You can read my blog and my journey through treatment here: 


Lizzie Goates

Hi Mark,

it’s a genuine pleasure to read your blogs. I really enjoyed your analogy of Roast Beef, learning how to cook it to perfection and realising how good things cannot be rushed and how it is about taking your time to get things right. I loved your wife's quote on speeding as well. It really made me think. I feel that you have developed a different, strong outlook on life, and thank you so much for sharing this with us. I look forward to reading more of your blogs! Take care Lizzie    


Hi Mark,

I'd like to echo Lizzie's comments. Your blogs are fantastic and as a fellow patient I can completely relate to a lot of the things you so excellently reference in the blog - especially the ones about finding out who your true friends are. The support network was vital to me, too, as was setting myself goals and targets for when I got better.
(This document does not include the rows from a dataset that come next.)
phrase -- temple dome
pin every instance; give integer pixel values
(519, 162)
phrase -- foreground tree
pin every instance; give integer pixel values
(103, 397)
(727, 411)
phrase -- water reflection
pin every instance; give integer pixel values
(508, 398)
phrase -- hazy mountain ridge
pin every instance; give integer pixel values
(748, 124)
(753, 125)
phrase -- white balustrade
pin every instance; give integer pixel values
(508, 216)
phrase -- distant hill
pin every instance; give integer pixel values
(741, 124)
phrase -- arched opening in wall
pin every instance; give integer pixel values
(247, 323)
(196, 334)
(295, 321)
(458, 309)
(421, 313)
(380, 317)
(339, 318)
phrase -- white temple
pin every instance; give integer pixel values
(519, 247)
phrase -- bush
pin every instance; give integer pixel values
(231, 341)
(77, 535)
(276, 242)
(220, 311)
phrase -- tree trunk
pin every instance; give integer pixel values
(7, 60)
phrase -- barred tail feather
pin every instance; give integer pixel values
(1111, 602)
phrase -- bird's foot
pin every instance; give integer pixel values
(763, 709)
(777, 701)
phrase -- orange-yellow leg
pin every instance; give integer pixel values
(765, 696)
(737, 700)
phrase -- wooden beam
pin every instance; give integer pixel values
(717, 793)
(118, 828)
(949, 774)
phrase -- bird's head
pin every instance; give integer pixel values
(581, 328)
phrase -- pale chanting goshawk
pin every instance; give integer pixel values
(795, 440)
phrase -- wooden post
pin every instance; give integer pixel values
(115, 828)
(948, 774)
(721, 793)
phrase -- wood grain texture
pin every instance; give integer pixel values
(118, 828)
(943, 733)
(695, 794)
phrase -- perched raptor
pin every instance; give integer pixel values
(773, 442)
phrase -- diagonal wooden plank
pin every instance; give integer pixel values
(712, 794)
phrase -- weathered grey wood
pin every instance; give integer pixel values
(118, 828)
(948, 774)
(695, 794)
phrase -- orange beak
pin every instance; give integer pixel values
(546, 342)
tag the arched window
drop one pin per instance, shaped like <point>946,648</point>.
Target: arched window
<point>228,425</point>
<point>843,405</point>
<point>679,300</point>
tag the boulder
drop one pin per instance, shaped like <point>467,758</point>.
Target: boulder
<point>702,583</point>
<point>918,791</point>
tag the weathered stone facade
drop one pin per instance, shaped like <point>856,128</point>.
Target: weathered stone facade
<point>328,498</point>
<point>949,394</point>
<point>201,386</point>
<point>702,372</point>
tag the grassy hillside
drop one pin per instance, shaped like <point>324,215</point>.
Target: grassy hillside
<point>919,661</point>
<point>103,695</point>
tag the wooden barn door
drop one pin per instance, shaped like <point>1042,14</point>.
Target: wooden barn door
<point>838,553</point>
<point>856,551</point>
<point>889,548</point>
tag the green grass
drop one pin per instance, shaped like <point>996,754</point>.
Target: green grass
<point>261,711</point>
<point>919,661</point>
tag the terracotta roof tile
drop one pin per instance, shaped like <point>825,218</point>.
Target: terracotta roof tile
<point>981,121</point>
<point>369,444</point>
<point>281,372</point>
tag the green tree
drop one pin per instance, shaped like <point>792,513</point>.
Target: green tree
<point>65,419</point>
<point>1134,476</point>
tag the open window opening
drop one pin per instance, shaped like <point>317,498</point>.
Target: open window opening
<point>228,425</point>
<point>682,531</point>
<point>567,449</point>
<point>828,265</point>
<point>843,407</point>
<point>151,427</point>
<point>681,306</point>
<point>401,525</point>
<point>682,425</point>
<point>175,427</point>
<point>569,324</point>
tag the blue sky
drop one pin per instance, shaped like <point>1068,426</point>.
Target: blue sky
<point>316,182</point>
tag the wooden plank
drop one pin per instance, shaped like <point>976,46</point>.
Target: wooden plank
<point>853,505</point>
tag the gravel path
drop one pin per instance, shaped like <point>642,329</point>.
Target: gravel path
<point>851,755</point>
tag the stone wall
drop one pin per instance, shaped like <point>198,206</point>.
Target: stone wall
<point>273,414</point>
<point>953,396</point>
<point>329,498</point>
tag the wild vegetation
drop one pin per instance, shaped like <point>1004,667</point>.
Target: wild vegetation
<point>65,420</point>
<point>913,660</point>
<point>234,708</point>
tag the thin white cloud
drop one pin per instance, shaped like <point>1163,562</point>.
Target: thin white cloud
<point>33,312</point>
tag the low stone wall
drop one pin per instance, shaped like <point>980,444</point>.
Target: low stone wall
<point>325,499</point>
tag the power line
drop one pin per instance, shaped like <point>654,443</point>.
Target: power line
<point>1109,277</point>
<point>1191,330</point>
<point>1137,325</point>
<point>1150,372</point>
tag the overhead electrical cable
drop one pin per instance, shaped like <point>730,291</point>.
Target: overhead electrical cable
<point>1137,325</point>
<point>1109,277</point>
I will definitely be following your blog with interest and think it's brilliant that you're providing something that others can benefit from and relate to. Stay in touch and remember that we're all in this together and together we will beat blood cancer. Andy


Hi Mark, Not caught up on your blogs as yet, but I too am a survivor from multiple relapsing HL. No match for me so I had my own stem cells harvested then transplanted the day before my 53rd birthday. It's been a long road to recovery, and I am still having regular checks with my consultant, but it will be 7 yrs next March since my SCT (RT followed that August). Every day is a bonus. Take care and I hope the good news continues. Louise


Wow what a journey you have been on Louise! You are without a doubt one of life's miracles your story will encourage many to believe they can also be free of the disease. Your clearly an amazing person, with allot to offer, yes the perspective of a new day. Is not a challenge as much as a gift isn't it. Thanks Lizzie, and Andy for your comments also. Your both the kind of people that makes change happen in the world, for better.